Researchers from Carnegie Mellon University; the University of California, San Diego; and St. Petersburg State University in Russia have described a new means of searching vast repositories of compounds produced by microbes. By analysing the mass spectra of the compounds, they were able to identify those known compounds among them and eliminate them from further analysis. This enabled them to focus instead on the unknown variants – the proverbial needles within the haystack – that might potentially be better or more efficient antibiotics, anticancer drugs or other pharmaceuticals.
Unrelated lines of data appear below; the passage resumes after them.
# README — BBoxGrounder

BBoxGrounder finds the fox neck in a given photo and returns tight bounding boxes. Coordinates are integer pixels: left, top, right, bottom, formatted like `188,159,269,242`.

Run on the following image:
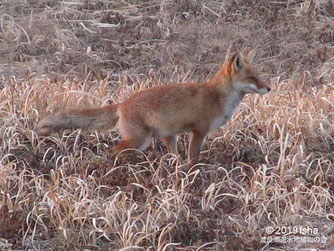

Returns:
207,63,245,100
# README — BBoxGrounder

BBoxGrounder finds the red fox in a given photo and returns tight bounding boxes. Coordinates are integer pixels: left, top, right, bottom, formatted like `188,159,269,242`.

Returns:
37,51,270,166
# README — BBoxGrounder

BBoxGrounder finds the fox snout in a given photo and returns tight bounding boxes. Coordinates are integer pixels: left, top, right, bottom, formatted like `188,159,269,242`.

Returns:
255,86,271,94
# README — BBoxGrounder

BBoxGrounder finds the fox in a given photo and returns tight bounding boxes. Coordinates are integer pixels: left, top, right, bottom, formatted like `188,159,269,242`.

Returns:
37,50,271,166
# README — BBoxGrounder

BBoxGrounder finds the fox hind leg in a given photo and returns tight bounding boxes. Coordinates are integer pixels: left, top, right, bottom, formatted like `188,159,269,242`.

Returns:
161,136,179,155
108,117,152,158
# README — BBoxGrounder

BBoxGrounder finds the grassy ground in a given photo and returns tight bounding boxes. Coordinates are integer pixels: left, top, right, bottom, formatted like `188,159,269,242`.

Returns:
0,0,334,250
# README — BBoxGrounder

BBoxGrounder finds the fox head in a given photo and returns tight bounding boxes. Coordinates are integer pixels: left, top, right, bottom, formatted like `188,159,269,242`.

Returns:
227,51,271,94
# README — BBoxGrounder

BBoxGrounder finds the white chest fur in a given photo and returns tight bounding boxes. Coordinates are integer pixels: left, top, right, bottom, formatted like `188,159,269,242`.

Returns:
210,90,244,131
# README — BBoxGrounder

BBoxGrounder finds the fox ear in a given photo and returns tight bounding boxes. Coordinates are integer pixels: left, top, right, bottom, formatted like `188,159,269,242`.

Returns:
244,50,256,63
231,52,245,72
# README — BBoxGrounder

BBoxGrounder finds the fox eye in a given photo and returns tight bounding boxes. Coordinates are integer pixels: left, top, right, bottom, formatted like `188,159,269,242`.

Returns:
248,77,256,82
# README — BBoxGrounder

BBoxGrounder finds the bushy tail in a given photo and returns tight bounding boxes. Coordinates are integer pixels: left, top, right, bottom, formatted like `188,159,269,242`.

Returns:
37,104,118,135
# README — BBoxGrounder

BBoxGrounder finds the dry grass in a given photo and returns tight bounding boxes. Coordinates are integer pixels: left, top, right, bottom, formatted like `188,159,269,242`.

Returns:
0,0,334,250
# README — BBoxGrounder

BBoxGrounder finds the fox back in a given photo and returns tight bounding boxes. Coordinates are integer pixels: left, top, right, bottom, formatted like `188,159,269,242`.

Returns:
37,51,270,166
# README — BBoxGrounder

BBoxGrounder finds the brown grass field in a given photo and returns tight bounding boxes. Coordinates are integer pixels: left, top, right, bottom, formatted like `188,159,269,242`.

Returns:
0,0,334,251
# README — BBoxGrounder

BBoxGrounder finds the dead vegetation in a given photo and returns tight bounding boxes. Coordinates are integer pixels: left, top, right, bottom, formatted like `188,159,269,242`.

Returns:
0,0,334,250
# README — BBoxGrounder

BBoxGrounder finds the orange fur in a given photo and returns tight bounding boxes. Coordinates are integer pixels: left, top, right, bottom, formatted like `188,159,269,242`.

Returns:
37,51,270,165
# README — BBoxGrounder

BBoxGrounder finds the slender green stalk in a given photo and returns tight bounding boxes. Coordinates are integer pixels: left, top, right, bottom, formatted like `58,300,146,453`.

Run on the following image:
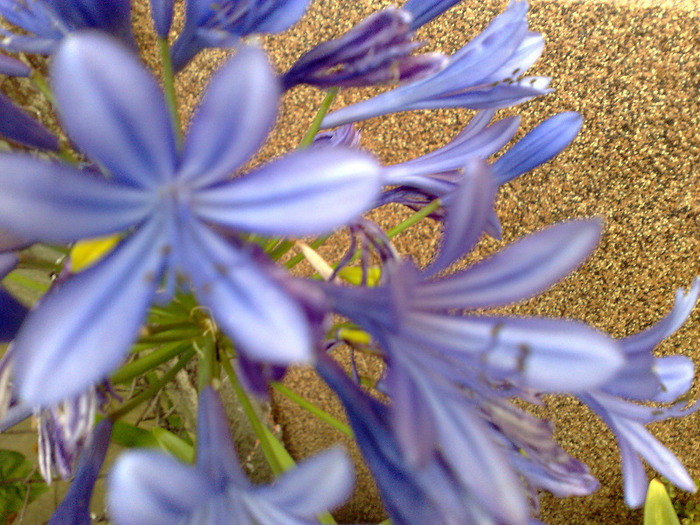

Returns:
297,87,338,149
198,337,219,392
272,382,354,438
143,319,193,337
386,199,442,239
158,38,182,149
29,70,56,108
112,342,192,385
136,325,201,346
221,352,284,476
107,350,195,421
5,272,51,293
286,235,330,270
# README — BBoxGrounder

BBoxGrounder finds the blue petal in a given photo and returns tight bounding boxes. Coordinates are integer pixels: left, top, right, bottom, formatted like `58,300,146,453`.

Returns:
51,33,176,188
179,220,313,364
0,155,152,242
402,312,624,392
652,355,695,403
49,418,112,525
177,46,280,188
321,2,549,128
0,93,58,151
401,0,460,29
15,220,167,407
422,374,528,523
385,112,520,188
151,0,175,38
491,112,583,184
620,277,700,355
426,158,496,274
197,387,243,486
415,219,602,309
251,447,355,523
107,450,214,525
0,289,27,343
192,147,381,236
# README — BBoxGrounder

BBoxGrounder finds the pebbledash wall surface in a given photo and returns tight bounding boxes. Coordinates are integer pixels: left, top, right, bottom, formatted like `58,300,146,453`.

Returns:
141,0,700,525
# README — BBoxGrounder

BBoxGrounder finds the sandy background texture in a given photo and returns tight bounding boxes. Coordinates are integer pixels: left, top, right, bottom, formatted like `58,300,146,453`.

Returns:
1,0,700,525
144,0,700,525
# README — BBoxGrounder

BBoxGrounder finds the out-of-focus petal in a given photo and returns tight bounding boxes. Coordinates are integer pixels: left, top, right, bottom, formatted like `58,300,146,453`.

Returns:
0,154,152,242
171,0,309,72
51,33,176,188
177,46,280,188
0,289,27,343
385,112,520,184
49,418,112,525
620,277,700,354
197,387,243,486
652,355,695,403
491,112,583,184
192,148,381,236
254,447,355,519
401,0,460,29
426,158,496,274
107,450,208,525
179,220,312,364
415,219,602,309
15,219,167,407
0,93,58,151
403,313,624,392
321,1,550,128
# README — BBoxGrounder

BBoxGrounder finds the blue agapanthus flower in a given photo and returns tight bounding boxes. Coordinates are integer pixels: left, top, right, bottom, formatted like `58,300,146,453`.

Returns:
282,7,447,89
321,0,551,128
170,0,309,72
0,33,380,406
0,0,136,54
580,278,700,507
107,387,354,525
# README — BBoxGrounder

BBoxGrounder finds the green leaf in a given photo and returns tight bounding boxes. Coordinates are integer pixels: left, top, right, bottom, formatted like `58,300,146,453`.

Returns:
0,450,48,523
644,479,680,525
338,266,382,286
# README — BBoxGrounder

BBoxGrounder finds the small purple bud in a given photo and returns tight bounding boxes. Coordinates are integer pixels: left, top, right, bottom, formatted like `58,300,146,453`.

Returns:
151,0,174,38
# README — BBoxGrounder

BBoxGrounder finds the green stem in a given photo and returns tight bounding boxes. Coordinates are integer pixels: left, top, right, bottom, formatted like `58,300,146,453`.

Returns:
199,337,219,392
143,320,194,337
30,70,56,108
112,342,192,385
272,382,354,438
221,358,284,476
297,87,338,149
386,199,442,239
107,350,195,421
136,327,201,346
158,38,182,149
286,235,330,270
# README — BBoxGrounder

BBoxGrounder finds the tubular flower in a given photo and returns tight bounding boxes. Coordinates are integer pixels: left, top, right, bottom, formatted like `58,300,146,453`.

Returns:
107,387,353,525
321,0,551,128
321,166,623,523
0,0,136,55
171,0,309,72
282,7,446,89
0,33,380,406
379,110,583,237
580,278,700,507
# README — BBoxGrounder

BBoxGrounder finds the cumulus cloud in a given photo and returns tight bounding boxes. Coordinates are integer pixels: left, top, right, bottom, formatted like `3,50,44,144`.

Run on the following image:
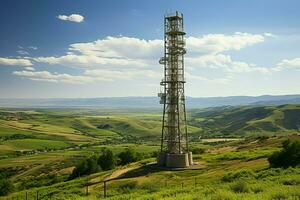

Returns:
57,14,84,23
13,70,98,84
17,50,29,55
17,32,271,82
13,67,160,84
0,57,33,66
186,32,265,54
186,54,270,73
25,67,35,71
275,58,300,71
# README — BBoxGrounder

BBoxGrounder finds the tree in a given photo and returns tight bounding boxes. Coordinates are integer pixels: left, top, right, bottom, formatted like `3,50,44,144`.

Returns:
70,155,101,179
0,178,14,196
268,139,300,168
119,148,138,165
98,148,116,170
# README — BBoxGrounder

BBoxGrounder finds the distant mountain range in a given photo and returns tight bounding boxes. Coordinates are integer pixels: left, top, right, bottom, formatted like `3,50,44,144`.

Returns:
0,95,300,109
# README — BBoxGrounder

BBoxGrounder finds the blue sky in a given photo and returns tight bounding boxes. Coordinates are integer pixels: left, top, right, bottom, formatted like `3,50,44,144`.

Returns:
0,0,300,98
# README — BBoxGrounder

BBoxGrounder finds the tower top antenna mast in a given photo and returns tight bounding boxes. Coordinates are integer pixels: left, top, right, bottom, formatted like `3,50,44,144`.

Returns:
158,11,193,168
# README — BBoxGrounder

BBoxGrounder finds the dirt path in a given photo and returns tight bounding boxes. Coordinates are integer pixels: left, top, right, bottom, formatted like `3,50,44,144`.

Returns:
104,166,140,180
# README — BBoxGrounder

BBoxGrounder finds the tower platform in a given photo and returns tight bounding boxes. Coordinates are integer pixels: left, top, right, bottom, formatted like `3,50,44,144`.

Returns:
157,152,193,168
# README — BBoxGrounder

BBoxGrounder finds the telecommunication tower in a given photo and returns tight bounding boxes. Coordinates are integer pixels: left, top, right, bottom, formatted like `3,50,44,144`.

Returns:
157,11,193,168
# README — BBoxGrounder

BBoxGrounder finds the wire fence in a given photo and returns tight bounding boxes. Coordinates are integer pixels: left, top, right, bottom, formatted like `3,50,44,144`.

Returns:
4,173,199,200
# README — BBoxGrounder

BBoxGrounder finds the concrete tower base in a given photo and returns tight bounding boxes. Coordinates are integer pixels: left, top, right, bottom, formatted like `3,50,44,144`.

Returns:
157,152,193,168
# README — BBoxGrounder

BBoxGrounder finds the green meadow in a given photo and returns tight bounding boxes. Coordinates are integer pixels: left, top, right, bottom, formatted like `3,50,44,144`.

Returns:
0,105,300,200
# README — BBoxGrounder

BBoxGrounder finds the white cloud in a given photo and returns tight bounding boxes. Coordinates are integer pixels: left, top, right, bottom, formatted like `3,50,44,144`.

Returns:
21,32,269,84
34,54,145,68
264,33,277,38
0,57,33,66
28,46,38,50
25,67,35,71
17,50,29,55
186,54,270,73
13,70,97,84
275,58,300,71
186,32,265,54
13,67,160,84
57,14,84,23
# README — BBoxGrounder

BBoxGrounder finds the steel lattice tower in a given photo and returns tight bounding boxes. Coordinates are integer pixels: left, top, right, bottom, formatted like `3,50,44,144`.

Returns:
158,11,192,167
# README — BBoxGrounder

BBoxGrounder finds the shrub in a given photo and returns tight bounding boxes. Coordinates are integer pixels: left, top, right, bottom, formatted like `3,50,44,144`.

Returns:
221,170,256,182
192,147,205,154
271,193,288,200
118,148,141,165
70,156,101,179
118,181,137,193
231,181,249,193
268,139,300,168
98,148,116,170
0,178,14,196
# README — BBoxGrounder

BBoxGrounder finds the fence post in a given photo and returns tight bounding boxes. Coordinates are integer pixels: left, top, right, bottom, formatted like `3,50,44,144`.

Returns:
103,181,106,198
85,182,89,195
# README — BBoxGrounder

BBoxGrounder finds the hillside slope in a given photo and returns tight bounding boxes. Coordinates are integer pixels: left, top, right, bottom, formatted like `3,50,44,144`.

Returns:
190,105,300,136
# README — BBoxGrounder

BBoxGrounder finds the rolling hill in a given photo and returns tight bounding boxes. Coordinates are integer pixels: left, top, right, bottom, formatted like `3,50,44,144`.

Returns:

In just a week, running on 100 computers, the algorithm (called Dereplicator+) analysed one billion mass spectra in the Global Natural Products Social molecular network at UC San Diego and identified more than 5,000 promising, unknown compounds that merit further investigation, said Hosein Mohimani, assistant professor in CMU’s Computational Biology Department and first author of the article.
The algorithm that powers this molecular search engine is now available for use by any investigator to study additional repositories.
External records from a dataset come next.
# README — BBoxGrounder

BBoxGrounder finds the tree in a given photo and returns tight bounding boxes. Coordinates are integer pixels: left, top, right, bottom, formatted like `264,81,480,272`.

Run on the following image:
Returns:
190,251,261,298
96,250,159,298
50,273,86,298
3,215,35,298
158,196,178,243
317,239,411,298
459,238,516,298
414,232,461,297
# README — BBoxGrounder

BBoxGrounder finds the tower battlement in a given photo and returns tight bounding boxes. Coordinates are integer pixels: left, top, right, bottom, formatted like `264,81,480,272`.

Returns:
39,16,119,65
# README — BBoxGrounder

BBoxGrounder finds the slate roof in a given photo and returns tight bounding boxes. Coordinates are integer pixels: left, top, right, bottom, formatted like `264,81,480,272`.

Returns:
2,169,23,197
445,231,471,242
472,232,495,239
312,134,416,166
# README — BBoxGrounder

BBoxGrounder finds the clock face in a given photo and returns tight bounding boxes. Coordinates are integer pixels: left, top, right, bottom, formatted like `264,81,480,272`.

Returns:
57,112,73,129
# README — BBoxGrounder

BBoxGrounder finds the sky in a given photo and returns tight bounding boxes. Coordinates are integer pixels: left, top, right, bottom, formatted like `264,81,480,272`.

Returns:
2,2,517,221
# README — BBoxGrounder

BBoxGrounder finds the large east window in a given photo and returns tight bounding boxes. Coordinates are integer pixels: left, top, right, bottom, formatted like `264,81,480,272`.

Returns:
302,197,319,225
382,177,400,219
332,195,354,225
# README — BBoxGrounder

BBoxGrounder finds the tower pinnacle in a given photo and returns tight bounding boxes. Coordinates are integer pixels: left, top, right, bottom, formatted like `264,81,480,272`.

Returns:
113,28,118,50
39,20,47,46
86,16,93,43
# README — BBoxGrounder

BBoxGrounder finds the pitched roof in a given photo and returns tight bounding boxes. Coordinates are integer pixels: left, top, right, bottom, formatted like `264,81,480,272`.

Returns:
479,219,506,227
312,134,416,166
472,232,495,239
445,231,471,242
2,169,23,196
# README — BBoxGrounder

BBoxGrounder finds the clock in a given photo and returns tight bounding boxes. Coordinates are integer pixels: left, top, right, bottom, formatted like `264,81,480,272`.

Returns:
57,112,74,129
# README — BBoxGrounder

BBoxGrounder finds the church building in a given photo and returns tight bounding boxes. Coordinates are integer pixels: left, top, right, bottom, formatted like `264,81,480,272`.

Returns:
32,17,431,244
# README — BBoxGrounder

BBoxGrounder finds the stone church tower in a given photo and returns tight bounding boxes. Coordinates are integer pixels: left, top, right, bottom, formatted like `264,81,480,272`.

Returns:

In the past, mass spectrometry data repositories have been underused owing to the difficulty of searching through them and because those efforts have thus far been plagued by high rates of rediscovering known compounds.
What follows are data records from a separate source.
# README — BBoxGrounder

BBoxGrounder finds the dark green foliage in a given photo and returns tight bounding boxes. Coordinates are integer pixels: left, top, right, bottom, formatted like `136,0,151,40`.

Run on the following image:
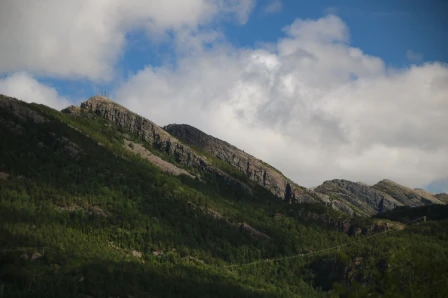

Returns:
376,205,448,223
0,100,448,298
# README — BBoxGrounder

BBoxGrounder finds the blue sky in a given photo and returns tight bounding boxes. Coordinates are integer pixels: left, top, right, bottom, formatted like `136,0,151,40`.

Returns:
37,0,448,101
0,0,448,192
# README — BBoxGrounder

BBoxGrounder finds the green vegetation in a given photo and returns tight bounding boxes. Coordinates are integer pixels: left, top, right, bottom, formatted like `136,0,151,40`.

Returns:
0,101,448,298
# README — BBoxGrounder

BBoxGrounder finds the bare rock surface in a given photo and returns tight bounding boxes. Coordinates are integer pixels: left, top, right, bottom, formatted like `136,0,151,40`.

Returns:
164,124,323,203
81,96,251,192
373,179,444,207
315,179,403,215
124,140,195,178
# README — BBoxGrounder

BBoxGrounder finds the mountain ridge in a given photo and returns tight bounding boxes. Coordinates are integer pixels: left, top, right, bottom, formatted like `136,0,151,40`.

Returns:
0,95,448,298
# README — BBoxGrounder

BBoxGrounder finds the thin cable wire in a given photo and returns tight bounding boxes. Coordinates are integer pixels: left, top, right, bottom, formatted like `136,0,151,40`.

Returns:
213,216,424,268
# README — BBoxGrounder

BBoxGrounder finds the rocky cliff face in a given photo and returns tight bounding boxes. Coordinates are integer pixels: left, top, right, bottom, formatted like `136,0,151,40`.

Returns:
76,96,250,192
314,179,403,215
372,179,444,207
435,193,448,204
164,124,324,208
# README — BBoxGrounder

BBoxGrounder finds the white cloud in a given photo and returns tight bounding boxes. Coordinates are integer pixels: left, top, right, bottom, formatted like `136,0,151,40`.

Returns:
406,50,423,62
0,72,70,110
114,16,448,187
0,0,254,80
263,0,283,14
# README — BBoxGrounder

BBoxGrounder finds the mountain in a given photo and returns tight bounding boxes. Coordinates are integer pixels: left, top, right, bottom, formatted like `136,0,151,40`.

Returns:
372,179,443,207
0,95,448,298
163,124,328,203
435,193,448,204
314,179,405,216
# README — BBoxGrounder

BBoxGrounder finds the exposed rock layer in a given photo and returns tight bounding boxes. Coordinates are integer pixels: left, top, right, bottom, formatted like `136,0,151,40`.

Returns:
164,124,326,203
372,179,444,207
79,96,250,192
314,179,403,215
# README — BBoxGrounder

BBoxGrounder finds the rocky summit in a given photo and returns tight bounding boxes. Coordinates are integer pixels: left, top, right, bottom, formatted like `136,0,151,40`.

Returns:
164,124,325,203
0,96,448,298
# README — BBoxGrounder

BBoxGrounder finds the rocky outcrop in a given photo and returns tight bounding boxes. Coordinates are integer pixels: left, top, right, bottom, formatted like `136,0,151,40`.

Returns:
314,179,403,216
372,179,444,207
75,96,251,192
124,140,195,178
61,106,82,116
164,124,328,203
434,193,448,204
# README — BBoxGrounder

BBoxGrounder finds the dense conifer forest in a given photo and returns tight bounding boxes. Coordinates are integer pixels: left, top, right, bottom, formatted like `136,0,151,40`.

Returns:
0,99,448,298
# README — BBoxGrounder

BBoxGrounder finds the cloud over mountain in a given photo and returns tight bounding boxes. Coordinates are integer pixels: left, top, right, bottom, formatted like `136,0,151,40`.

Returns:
116,15,448,186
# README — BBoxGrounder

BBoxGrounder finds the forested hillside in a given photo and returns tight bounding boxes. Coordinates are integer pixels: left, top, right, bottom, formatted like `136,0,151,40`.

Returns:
0,96,448,298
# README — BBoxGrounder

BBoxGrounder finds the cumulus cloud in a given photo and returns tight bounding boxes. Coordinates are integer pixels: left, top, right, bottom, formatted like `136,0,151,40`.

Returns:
114,15,448,187
0,0,254,80
406,50,423,62
0,72,70,110
263,0,283,14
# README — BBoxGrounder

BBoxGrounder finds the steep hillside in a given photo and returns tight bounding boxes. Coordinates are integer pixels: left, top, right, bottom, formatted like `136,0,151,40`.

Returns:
372,179,444,207
314,179,403,216
435,193,448,204
0,96,448,298
163,124,323,203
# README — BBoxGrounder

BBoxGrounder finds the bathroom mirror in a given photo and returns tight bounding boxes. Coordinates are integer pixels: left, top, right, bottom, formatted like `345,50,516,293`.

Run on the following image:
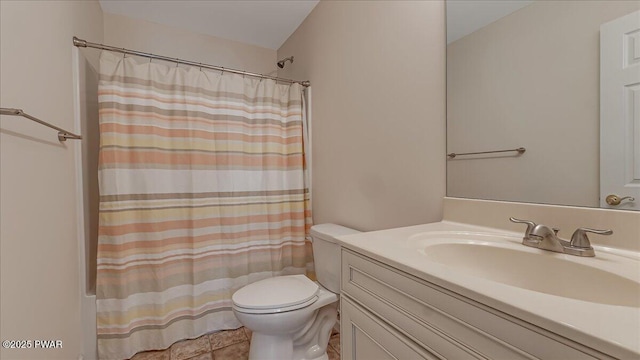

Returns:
447,0,640,210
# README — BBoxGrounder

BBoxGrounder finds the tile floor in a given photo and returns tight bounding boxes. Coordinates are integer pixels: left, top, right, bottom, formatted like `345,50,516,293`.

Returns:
131,327,340,360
Commenting on the phenomenon that plagues drug discovery researchers, Mohimani said: “It’s unbelievable how many times people have rediscovered penicillin”.
Analysing the compounds’ mass spectra – essentially, a measurement of the masses within a sample that has been ionised – is a relatively inexpensive way to identify possible new pharmaceuticals. However, existing techniques are largely limited to peptides, which have simple structures such as chains and loops.
“We were only looking at the tip of the iceberg,” explained Mohimani.
In order to analyse the larger number of complex compounds that have entangled structures and numerous loops and branches, the researchers developed a method for predicting how a mass spectrometer would break apart those molecules. Beginning with the weakest rings, the method simulated what would happen as the molecules came apart. Using 5,000 known compounds and their mass spectra, they trained a computer model that could then be used to predict how other compounds would break down.
Mohimani said Dereplicator+ can not only identify known candidates that don’t require further investigation, but it can also find less common variants of the known compounds that likely would go undetected within a sample.
This article was published in the journal Nature Communications.